Tax value of ground changes
In his opening statement, Groene addressed the loss of tax dollars to Lincoln County.
With irrigation retired, the land has been reclassified as dryland for valuation purposes. Groene said this cost Lincoln County $345,000 in tax revenue in 2012 and would be even higher today.
He also questioned why NCORPE needs to continue to hold the 19,000 acres versus selling off the land and keeping the water rights.
He didn’t believe that pumping 65,000 acre-feet of water from the project was sustainable. Plus, he said the project provided no benefit for surface water irrigators.
34 testify during hearing
During the 3.5 hour hearing, 34 people testified. The first 10 were testifiers invited by Groene.
Most took issue with the project for one reason or another.
Aaron Thompson, the NE/KS area manager for the Bureau of Reclamation in McCook, said the project does nothing to reduce groundwater use. Nor does the project address the needs of surface water irrigators, he said.
Brad Edgerton, manager of the Frenchman Cambridge Irrigation District, agreed. He said the project was built for compliance purposes only with no regard for other water users in the basin.
Kurt Pieper, who owns property near the project, said water levels in his wells have dropped as a result of the NCORPE pumping.
While he noted he wasn’t against the project, he didn’t feel Lincoln County should have to bear the brunt of the tax loss. Since the project was for state compliance, he felt the state should be paying for it.

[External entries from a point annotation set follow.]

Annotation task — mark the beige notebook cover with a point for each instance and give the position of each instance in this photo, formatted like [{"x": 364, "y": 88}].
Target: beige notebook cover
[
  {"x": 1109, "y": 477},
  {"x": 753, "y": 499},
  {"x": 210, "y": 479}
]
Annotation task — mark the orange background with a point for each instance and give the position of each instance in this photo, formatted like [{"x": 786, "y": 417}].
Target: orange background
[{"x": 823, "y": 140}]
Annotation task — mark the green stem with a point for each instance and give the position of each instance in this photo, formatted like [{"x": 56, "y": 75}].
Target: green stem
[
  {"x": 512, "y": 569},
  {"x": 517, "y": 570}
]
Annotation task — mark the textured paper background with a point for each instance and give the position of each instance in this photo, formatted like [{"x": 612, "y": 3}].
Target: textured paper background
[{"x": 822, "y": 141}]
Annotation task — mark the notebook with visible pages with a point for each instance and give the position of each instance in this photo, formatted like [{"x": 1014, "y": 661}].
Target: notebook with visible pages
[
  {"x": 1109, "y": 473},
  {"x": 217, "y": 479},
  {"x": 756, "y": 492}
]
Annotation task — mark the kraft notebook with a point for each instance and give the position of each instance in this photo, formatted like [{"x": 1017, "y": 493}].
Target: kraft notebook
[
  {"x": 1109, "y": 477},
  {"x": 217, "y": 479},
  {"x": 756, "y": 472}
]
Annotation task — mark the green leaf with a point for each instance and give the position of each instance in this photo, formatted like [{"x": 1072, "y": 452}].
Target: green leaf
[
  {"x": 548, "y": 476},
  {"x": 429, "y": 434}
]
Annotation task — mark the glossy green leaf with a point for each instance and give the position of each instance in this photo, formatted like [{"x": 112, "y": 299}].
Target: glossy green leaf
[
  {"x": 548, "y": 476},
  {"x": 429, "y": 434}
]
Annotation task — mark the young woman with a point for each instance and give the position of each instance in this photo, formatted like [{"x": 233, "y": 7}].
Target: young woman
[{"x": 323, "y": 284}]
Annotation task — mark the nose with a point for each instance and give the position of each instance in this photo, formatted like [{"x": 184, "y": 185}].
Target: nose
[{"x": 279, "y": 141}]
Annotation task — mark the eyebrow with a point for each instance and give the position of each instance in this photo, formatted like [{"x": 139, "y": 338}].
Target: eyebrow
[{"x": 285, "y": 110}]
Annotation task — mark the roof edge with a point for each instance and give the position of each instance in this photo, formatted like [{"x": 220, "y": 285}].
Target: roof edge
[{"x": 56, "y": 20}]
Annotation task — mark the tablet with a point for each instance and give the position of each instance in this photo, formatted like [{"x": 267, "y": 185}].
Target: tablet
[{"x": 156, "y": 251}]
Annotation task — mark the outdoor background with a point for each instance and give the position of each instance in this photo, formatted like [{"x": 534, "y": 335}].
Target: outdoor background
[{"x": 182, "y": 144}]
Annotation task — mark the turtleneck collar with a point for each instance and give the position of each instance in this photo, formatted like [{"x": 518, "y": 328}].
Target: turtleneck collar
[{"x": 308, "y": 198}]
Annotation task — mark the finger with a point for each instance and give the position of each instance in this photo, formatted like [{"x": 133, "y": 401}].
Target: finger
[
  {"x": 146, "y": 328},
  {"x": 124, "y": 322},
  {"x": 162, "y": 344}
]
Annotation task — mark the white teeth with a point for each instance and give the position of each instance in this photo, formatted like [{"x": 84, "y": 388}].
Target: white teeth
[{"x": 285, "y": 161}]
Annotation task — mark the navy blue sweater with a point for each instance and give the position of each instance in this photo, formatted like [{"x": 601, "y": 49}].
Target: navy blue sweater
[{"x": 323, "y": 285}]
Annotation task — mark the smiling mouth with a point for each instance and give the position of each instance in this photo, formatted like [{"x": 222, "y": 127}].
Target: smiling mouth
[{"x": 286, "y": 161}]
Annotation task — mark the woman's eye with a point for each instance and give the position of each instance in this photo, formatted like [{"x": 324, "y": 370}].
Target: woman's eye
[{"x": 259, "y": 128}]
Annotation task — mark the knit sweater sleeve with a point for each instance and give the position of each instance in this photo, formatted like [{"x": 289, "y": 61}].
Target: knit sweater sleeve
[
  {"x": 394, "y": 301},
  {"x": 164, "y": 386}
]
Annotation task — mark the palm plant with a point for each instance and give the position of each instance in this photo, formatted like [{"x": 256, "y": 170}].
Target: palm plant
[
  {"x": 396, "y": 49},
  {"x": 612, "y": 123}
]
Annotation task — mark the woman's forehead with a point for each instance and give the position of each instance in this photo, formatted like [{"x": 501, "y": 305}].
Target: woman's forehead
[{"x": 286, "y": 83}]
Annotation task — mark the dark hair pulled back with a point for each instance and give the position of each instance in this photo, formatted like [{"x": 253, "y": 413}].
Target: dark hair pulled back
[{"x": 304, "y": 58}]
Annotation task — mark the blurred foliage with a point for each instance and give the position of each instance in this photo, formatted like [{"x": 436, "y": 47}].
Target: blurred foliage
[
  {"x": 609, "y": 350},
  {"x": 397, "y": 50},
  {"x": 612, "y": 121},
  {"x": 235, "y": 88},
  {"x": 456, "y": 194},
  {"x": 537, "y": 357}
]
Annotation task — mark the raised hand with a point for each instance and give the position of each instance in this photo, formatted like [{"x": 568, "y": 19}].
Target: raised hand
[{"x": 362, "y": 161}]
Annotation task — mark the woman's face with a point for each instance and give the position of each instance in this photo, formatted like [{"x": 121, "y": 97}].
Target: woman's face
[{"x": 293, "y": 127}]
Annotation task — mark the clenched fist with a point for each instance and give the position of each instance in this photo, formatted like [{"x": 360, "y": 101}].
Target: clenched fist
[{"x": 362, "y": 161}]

Wallace School Superintendent Tom Sandberg said the project helped avoid a shutdown of irrigation wells.
However, the Wallace school district was hit with the loss of $206,000 in revenue in 2012-13, due to the change in valuations from irrigated to dryland.
As a result, he said they had to request more taxes to make up for the loss. He, too, believes the state should make schools and counties whole from the loss in taxes.
Fourteen people testified in support of the project including Champion farmer Ryan Stromberger, Chase County Commissioner David Hogsett and Imperial Community Development Director Jason Tuller.
Several bankers in the Lower Republican region also testified in favor of the project.
URNRD Manager Jasper Fanning said the possibility of a shutdown of irrigation in the basin wasn’t a scare tactic to get NRDs on board.
Instead, he said the state would have been obligated to implement measures to reduce irrigation in the basin for compliance purposes.
The primary purpose of the project was to keep Nebraska in compliance with Kansas, he said.